One would assume that if they refused to do anything but that short-area style of offense, it was because the quarterback couldn’t push it downfield or was so unwilling to let pass rushers even get near him that he’d rifle it out too quickly. But judging by the second half of Week 16, he can do it. And we should have known that gifted players like Diontae Johnson and Chase Claypool can win downfield with JuJu Smith-Schuster a matchup nightmare in the slot as a vertical option.

So again. I have so many questions.

If this isn’t a Ben Roethlisberger physical issue then ... what have the Steelers been doing? We’ll see the Steelers for at least two more games this year (Week 17 and a playoff game) to find out whether those two quarters were just an aberration or the start of an awakening.

The pre-December Baltimore Ravens

The Baltimore Ravens control their own destiny in the playoff race. The Baltimore Ravens also look completely in control on the field right now.

Whatever kinks this team was working out early in the season, they’re gone.

Lamar Jackson is producing on the ground and positing passing efficiency numbers akin to his MVP run last year. After some brutal moments in the middle of the year, Marquise Brown has a touchdown in four of his last five games. He had 98 yards in the other. Mark Andrews has been productive during this stretch and the ground game looks dangerous with J.K. Dobbins and Gus Edwards bringing the juice now that the running back rotation has been cut to two.

At this point, no one should be excited to play Baltimore. Everything is clicking right now on offense and the defense is no slouch.

Back in late September, when it first looked like there were cracks in this team’s armor, I wondered if it even mattered. Baltimore probably played a bit too fast and loose while trying to find themselves mid-season but we all knew nothing that happened in the regular season mattered for this team. It was all about January and finally going on a playoff run under Lamar Jackson’s watch. As long as they win next week, they are right on schedule.

Limiting Calvin Ridley

Calvin Ridley is a full-blown star. The ascendant wide receiver just completed his eighth game with over 100 yards on the year. He looks like he’s a lock to clear 1,200 yards in his third NFL season. He’s been everything we hyped him up to be coming into this season and more.

The best might still be yet to come. My thought when I saw this route release from Ridley on Sunday is one I’ve felt about this player for a long time: We shouldn’t put any limitations on him.

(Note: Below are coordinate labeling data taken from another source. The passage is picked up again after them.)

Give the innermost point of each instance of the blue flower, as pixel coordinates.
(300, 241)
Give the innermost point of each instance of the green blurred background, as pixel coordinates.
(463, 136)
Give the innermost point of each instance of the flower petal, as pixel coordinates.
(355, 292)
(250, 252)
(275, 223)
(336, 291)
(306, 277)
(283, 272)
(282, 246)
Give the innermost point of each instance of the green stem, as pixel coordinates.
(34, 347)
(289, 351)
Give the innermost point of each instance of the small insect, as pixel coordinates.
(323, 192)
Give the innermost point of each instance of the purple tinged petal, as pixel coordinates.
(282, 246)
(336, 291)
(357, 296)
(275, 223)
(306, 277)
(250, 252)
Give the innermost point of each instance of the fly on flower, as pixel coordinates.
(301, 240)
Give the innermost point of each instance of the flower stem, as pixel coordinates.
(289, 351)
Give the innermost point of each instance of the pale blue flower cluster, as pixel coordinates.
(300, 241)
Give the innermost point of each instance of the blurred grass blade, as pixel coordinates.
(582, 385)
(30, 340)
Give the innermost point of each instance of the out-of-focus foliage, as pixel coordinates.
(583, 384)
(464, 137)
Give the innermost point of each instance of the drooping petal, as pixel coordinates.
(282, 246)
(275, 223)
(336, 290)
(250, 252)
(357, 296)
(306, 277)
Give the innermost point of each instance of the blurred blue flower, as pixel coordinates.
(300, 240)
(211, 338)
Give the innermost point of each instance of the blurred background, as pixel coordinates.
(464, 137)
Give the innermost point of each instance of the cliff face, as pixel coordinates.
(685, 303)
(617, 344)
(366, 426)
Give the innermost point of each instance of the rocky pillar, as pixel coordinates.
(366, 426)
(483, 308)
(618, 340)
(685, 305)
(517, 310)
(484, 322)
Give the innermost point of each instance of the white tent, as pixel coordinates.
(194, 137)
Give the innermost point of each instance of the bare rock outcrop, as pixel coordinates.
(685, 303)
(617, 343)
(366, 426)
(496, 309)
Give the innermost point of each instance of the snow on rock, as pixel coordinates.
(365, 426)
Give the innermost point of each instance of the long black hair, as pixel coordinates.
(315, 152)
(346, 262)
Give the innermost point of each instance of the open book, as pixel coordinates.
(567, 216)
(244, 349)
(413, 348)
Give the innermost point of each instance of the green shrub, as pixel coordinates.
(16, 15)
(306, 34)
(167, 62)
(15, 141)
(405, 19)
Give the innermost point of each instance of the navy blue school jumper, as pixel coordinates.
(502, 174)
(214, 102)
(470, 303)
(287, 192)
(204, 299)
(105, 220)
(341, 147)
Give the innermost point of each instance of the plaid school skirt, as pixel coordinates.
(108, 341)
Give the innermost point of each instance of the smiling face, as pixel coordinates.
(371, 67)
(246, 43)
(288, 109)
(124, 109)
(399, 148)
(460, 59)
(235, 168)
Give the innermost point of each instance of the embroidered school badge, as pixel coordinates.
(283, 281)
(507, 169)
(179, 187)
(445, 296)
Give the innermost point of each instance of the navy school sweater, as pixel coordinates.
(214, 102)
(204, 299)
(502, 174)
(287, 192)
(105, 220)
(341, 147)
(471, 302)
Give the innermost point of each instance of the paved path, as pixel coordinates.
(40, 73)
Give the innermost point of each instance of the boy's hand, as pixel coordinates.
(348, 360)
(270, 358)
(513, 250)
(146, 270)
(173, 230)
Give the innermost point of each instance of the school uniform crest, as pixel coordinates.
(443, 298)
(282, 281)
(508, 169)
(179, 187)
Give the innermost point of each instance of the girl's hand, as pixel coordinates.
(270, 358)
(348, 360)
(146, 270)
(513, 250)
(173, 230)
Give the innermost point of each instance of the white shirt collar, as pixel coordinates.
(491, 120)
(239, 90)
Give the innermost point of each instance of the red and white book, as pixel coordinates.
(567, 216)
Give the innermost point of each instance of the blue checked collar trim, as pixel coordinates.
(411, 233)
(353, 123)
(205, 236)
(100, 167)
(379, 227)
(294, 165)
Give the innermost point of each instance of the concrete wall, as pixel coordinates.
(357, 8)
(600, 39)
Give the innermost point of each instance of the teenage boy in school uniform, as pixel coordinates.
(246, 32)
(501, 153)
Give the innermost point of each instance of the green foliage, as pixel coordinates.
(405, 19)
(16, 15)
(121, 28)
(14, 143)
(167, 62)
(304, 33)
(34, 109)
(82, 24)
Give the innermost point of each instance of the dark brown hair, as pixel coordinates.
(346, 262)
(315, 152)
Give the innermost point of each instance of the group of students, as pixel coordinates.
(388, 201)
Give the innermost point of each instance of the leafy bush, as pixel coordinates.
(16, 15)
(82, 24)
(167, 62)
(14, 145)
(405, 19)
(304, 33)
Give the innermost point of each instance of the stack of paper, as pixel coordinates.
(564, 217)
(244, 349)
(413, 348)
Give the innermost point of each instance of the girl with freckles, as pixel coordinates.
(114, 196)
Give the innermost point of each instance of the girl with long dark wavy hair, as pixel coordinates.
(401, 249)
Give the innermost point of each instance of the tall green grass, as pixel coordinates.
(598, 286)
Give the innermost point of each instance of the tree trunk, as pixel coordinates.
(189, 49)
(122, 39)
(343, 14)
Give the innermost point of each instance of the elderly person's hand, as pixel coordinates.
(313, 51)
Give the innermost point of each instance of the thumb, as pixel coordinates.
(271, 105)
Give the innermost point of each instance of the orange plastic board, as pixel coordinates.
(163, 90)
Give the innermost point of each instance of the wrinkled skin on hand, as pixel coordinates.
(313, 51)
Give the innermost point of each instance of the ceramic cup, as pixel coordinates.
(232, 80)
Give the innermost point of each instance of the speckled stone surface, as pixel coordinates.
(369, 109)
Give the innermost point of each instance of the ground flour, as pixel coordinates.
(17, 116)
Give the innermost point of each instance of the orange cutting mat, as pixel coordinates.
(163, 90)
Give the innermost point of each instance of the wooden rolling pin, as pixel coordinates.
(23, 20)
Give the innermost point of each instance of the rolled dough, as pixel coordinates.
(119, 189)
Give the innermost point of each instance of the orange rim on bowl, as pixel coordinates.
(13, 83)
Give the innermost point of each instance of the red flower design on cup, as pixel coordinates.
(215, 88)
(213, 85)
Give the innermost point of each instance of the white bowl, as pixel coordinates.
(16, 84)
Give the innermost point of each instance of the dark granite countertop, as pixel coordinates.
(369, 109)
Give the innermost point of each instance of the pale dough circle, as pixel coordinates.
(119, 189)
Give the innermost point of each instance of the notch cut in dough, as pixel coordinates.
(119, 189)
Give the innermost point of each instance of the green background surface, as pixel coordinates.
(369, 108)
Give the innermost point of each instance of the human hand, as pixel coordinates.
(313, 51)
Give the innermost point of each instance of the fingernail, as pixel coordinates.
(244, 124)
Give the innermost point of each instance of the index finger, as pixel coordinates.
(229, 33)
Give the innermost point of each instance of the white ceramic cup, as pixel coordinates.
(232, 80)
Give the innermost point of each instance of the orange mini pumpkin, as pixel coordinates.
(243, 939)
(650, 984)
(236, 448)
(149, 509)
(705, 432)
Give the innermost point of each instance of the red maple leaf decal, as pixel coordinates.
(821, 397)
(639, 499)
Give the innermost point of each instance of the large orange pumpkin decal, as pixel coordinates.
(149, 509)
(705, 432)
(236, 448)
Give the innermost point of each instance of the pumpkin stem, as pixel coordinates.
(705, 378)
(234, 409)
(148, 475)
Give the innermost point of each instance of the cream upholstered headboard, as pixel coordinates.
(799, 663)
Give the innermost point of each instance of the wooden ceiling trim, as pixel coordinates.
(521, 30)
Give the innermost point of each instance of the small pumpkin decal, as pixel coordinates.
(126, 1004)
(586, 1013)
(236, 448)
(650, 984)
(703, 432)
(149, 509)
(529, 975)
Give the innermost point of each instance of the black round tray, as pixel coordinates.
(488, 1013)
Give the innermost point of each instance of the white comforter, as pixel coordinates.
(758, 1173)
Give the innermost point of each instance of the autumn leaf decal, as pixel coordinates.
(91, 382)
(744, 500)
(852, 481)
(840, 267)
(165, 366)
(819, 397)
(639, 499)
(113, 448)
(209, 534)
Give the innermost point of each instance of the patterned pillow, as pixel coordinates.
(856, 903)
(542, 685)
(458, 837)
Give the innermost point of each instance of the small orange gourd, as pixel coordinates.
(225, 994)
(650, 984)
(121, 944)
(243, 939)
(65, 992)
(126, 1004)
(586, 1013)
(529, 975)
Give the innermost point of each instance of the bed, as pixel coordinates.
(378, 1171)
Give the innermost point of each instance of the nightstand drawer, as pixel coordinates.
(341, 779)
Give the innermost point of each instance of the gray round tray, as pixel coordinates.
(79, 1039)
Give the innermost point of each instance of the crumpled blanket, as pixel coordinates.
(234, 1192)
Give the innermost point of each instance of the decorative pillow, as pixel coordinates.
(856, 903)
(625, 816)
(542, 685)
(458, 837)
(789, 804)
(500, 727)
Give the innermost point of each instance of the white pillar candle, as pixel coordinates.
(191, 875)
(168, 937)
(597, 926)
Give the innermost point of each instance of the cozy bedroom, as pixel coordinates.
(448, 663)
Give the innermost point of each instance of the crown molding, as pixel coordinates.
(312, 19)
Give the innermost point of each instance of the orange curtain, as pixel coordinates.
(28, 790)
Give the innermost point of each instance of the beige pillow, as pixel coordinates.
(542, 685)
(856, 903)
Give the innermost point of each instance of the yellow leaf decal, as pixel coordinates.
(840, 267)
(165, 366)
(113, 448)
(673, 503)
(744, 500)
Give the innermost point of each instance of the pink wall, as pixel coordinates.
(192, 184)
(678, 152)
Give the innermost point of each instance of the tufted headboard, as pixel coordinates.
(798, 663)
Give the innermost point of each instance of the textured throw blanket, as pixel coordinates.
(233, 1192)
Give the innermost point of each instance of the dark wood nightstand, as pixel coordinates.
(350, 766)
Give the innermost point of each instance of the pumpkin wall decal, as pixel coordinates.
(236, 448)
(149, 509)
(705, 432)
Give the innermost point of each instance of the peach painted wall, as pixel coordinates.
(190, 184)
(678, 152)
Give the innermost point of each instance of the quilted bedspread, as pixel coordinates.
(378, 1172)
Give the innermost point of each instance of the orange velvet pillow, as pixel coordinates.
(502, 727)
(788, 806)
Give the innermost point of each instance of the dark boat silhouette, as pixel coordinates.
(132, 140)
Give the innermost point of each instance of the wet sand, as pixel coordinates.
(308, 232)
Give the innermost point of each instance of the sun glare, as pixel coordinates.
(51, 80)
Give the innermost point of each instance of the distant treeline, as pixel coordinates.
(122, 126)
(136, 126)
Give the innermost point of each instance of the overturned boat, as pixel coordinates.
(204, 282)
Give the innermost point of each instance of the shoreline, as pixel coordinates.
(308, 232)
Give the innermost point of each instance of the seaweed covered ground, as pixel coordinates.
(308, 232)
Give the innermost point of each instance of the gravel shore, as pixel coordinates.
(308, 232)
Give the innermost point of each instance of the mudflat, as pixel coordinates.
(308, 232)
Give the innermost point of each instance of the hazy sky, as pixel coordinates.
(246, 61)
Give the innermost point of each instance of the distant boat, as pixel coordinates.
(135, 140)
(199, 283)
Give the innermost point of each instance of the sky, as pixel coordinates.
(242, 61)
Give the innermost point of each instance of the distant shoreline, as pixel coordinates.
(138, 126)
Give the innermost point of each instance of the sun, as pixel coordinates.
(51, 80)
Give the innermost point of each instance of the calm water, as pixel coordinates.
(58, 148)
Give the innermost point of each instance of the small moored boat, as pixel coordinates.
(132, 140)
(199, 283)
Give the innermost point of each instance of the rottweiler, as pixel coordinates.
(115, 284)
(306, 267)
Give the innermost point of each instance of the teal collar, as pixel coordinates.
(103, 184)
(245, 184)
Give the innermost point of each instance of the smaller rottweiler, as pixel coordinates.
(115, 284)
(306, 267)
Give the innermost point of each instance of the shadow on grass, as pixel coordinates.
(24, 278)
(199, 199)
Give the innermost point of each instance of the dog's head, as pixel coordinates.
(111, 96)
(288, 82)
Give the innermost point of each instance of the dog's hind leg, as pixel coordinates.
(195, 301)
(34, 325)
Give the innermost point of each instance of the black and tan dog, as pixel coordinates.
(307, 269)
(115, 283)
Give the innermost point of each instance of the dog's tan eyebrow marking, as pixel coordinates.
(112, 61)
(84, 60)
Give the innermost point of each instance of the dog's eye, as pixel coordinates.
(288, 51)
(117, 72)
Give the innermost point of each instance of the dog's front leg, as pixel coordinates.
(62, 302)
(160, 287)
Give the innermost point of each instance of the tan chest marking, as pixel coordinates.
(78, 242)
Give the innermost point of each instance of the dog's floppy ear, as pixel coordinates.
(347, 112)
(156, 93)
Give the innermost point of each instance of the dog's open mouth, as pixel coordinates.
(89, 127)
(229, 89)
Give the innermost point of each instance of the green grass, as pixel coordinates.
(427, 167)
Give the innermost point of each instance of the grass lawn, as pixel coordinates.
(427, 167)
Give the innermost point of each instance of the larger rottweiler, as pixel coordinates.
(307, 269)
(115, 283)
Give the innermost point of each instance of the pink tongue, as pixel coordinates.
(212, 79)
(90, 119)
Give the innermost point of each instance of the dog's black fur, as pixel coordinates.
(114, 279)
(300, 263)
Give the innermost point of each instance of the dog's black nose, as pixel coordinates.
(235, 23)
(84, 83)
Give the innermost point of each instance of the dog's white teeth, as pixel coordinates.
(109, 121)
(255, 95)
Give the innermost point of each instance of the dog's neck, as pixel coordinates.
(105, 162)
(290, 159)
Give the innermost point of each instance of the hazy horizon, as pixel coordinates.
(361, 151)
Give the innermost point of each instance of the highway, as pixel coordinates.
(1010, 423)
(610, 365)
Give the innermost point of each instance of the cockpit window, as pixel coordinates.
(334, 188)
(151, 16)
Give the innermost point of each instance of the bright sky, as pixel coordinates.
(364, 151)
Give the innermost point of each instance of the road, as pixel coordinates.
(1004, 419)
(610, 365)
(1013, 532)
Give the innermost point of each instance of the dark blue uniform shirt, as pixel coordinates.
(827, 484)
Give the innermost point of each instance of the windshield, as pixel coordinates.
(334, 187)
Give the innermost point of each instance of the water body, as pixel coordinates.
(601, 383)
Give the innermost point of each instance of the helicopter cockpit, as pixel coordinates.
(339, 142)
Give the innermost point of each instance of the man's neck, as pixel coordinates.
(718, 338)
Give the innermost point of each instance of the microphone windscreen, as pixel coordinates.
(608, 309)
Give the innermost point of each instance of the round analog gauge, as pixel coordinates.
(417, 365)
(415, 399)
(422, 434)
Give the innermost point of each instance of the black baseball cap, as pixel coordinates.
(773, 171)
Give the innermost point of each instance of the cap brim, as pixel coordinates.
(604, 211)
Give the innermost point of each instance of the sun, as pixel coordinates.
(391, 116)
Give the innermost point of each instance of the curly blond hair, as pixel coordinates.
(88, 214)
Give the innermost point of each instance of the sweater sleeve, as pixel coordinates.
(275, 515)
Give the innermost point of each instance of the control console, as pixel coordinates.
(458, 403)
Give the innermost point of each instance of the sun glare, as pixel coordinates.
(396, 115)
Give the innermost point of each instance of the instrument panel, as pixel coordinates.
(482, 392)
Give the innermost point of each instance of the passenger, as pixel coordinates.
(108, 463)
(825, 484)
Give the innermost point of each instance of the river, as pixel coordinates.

Ridley has been one of the best separators in the NFL from the day he walked into the league. He was a pro-level technician in college and he’s just gotten better during his time in the league. Players who get open at this level in the pros rarely fail, especially ones like Ridley who keep improving on the margins. He’s pretty much passed every test.

It reminds me of Stefon Diggs, yet another elite-level separator who steadily put everything else together along the way. Diggs was always open. In Buffalo, he’s shown that all the other sectors of the game had caught up to that trait. Ridley looks like he’s on that trajectory.

The NFC West

It feels like 100 years ago that we were all required to talk about the NFC West as an unstoppable powerhouse of a division. In reality, it was just a few months ago.

Seattle was cooking on offense at peak efficiency, the Rams had bounced all the way back from a slow 2019, the Cardinals’ offense was just hitting its stride and the 49ers were playing tough football despite mounting injuries. Now, at the close of the 2020 season, that looks laughable. The 49ers are eliminated from contention and you can argue the other three are all playing their worst football of the season.

Especially with the Rams now dealing with a Jared Goff injury, it’s just hard to have much faith in any of these teams in the postseason. The Seahawks can get hot and turn back into the September version of themselves. However, sitting around and waiting for that to happen seems foolish. Anything can happen in a short playoff window but this division doesn’t look like it can hang with the Packers or Saints.